Kultowa drogeria Pigment została zamknięta, nie działają sklepy stacjonarne, e-sklep, profile firmowe w mediach społecznościowych są wygaszone. O problemach spółki było wiadomo od kilku miesięcy, ale z dnia na dzień zamknięte drzwi do sklepów zaskoczyły zarówno pracowników, jak i dostawców. Jedni i drudzy czekają na zaległe pieniądze.

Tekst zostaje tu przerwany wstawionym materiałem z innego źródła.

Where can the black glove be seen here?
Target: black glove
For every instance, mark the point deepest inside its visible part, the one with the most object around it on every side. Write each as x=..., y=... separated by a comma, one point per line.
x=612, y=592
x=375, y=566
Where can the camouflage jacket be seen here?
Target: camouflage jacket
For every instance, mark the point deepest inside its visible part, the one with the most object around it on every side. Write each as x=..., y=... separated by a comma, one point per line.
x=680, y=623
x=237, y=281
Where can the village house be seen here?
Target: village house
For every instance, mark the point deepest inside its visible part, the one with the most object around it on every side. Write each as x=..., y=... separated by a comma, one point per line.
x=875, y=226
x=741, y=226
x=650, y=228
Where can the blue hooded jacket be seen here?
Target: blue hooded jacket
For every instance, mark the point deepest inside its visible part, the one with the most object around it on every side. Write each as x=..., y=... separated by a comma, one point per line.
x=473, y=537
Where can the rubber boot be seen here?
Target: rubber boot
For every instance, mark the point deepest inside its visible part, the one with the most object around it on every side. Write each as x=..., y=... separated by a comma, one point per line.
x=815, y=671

Drogeria Pigment należała do kultowych biznesów na rynku drogeryjnym i kosmetycznym. Słynęła ze swojego wyjątkowego podejścia do klientów, o których personel mówił “nasi goście” oraz z ciekawego podejścia do asortymentu – odważnego wprowadzana nowości i niszowych marek. Zarówno w swojej działalności stacjonarnej, jak i online, koncentrowała się na oferowaniu kosmetyków naturalnych, ekologicznych i wegańskich, wspierając jednocześnie lokalnych producentów i promując ideę Zero Waste. 

Powstała w 2013 roku. Pod jej szyldem działały trzy stacjonarne sklepy w Krakowie, a od 2021 – również internetowa drogeria. Informacja o jej uruchomieniu została ogłoszona na oficjalnym profilu firmy na Facebooku, gdzie 12 października zamieszczono post zapraszający do składania zamówień online.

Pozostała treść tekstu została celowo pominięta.